# youtube-extremism-replication


The rendered markdown file with outputs: `main-text-figures.md` and `appendix-figures.md`. `renv` ensures that everyone is working from the same environment and with the same package versions. Code was run on R 4.0.2.

# Running the code

1. Fork this repository

2. Open the `.Rproj` and the Rmarkdown files (`.Rmd`) in RStudio. 

3. Run `renv::init()` to automatically install the packages declared in that lockfile into your private project library. Then run `renv::restore()` to restore the state of the project at time of analysis from `renv.lock`. (This step may take a while.)

4. In the `.Rmd`s, run the code chunk by chunk or `knit` to re-render the `.md` in RStudio.


# Code and Data

Only the code and final outputs are provided in the repository, as some source data cannot be made public.

`build.R`  
Contains preprocessing of survey and browser extension data, and produces three user-level datasets:  
   1. `activity_yg_cces.rds` : the primary dataset used for user-level analyses, combines survey data (provided by YouGov), 2018 CCES survey data (provided by YouGov), and browser activity counts for participants where they exist subsetting to only users with any browser activity data.  
   2. `browser_history_yg_cces.rds` : merges the same YouGov data except that it contains browser _history_ variables (used in the appendix) rather than _activity_ data (used for main text), and subsets to only users with any browser history data.
   3. `yg_browser_cces_merged.rds` : a merged table containing survey, browser history, and browser activity data for all participants in the YouGov survey. This dataset is used in comparisons between the full sample of 4,000 and the fraction of those for whom we have browser extension data (e.g., in Table S1 and Figure S13).

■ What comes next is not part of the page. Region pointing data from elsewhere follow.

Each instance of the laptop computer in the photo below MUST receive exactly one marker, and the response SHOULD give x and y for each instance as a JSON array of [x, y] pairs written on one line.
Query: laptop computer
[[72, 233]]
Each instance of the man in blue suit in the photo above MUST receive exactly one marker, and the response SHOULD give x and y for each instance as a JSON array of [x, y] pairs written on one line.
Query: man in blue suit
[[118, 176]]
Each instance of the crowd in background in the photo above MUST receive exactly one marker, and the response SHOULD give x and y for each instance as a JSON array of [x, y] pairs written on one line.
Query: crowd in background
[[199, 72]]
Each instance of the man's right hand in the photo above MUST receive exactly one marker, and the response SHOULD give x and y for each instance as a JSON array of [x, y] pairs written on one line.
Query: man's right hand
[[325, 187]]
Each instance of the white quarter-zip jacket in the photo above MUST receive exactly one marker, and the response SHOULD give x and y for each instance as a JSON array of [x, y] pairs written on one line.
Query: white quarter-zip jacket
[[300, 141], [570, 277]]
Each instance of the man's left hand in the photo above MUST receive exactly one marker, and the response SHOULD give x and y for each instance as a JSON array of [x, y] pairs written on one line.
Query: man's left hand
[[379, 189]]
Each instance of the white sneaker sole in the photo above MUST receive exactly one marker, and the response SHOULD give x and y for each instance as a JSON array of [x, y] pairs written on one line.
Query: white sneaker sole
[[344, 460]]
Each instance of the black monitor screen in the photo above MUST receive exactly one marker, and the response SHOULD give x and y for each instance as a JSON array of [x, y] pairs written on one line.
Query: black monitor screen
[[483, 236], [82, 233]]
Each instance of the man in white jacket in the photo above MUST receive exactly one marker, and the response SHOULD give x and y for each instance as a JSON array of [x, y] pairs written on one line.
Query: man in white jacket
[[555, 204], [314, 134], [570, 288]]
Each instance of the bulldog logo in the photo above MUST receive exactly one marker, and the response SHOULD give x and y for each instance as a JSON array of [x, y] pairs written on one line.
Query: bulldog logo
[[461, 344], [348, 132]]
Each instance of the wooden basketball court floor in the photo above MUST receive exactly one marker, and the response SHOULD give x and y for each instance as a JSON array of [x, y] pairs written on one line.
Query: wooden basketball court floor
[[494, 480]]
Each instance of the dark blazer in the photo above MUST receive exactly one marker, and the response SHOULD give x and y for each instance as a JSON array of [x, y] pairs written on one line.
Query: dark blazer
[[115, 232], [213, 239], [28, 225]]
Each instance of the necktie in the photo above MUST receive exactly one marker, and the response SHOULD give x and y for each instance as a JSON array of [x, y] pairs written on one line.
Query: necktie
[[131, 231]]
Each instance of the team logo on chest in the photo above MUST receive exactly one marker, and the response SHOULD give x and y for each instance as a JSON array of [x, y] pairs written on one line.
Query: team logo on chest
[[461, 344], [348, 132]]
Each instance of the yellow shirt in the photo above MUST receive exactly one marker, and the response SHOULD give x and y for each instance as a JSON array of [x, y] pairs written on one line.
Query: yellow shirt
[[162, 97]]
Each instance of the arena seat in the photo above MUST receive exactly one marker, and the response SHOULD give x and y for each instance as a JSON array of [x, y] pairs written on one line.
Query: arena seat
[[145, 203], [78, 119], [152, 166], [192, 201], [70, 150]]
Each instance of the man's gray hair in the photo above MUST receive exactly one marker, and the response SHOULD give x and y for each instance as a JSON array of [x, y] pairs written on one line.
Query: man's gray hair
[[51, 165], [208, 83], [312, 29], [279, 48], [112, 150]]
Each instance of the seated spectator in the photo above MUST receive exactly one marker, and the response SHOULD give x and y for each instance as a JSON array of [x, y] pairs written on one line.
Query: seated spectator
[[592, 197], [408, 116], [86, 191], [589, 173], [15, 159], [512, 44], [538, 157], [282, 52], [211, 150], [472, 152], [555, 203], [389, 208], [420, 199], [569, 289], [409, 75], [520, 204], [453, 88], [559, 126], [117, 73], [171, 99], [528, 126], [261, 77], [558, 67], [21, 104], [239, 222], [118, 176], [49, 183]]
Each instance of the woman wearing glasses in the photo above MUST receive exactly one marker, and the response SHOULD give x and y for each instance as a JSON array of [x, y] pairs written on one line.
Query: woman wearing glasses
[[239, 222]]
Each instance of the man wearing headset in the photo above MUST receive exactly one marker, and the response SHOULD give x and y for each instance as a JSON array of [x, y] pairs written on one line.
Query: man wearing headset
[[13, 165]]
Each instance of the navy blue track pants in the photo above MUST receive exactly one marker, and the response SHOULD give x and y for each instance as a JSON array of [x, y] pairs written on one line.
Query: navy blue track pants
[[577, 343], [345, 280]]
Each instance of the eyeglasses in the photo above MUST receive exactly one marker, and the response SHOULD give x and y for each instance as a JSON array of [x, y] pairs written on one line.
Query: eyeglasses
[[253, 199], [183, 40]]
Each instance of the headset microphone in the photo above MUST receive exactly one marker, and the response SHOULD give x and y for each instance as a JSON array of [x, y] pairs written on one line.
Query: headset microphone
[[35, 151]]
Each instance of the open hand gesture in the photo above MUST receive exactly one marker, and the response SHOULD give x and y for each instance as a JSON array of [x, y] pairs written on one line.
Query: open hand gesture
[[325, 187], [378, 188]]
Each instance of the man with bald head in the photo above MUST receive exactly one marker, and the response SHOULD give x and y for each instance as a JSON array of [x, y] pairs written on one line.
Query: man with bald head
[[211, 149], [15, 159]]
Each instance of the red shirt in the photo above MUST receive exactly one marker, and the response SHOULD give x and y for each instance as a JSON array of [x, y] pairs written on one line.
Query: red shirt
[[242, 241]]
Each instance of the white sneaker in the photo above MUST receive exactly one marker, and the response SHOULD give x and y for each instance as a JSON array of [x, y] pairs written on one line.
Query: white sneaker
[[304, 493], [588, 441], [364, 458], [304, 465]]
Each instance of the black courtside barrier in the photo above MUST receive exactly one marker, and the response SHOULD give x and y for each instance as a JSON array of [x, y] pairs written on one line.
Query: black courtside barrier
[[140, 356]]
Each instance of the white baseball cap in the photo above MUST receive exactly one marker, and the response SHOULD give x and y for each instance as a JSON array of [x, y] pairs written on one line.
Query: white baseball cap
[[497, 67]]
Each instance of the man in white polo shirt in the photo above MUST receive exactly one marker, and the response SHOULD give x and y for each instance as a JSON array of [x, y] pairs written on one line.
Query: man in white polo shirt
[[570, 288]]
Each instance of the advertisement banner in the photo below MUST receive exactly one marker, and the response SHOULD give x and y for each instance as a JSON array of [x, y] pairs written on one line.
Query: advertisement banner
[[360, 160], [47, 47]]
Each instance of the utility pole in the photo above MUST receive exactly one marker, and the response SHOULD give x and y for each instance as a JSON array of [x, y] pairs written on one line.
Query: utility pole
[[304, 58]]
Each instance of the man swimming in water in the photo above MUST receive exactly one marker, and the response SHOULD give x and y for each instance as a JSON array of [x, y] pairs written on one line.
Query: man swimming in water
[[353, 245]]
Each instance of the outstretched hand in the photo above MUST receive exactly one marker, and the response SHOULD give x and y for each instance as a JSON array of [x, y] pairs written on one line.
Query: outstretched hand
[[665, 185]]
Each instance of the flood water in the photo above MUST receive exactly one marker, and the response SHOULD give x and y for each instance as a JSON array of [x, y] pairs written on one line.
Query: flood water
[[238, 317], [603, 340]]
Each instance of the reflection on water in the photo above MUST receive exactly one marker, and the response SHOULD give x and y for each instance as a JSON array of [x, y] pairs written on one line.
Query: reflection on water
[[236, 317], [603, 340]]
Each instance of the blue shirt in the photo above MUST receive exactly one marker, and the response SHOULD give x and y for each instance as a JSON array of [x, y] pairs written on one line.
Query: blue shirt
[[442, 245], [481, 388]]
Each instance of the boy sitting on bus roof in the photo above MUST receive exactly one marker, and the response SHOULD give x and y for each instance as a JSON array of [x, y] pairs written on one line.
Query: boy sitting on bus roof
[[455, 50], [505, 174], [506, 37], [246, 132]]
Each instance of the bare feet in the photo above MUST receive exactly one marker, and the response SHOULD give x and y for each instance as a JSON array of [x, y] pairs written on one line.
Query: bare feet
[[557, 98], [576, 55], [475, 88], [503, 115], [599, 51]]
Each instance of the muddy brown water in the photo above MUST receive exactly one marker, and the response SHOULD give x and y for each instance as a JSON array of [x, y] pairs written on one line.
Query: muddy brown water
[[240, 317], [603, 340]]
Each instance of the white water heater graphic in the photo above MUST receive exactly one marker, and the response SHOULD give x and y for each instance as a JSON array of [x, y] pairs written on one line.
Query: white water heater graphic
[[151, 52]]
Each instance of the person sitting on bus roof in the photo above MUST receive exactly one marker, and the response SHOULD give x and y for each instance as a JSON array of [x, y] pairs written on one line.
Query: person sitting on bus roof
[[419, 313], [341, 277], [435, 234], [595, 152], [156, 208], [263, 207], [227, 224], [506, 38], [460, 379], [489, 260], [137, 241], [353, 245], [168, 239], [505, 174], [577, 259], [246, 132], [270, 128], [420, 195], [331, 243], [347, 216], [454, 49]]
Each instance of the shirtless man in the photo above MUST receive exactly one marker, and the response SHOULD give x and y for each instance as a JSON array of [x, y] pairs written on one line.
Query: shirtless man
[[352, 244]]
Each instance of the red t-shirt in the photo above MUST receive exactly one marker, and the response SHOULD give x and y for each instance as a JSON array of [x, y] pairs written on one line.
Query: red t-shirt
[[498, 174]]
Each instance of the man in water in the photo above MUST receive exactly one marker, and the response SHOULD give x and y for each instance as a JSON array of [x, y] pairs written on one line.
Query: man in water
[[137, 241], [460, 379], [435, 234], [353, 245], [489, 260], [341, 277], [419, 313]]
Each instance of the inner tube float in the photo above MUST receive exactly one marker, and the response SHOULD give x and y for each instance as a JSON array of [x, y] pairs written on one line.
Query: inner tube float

Also produces several other aggregated datasets used in the analysis:  
   1. `on_platform_referrers_by_channel_wtd.csv` : YouTube referrers by channel.  
   2. `aggregated_referrers_by_channel_wtd.csv` : all referrers by channel.  
   3. `recommendation_pipeline_wtd.tsv`: pipeline of YouTube recommendations and follows.  
   4. `summarize_subscribe_table_wtd.csv`: summary of user subscription results.  

The datasets without `*_wtd` in the name contain the unweighted estimates.

Variables in each dataset are renamed from the YouGov survey (see `DART0034_codebook.pdf` for original names). In `activity_yg_cces.rds` and `browser_history_yg_cces.rds`, we restricted the set of participants in the analyses to those for whom we could capture at least one day of activity/browser history data. `yg_browser_cces_merged.rds` contain data for all participants who took the YouGov survey.

We also provide tables for day-level averages by channel type for browser activity data in `day_count_averages.csv` and `day_time_averages.csv`.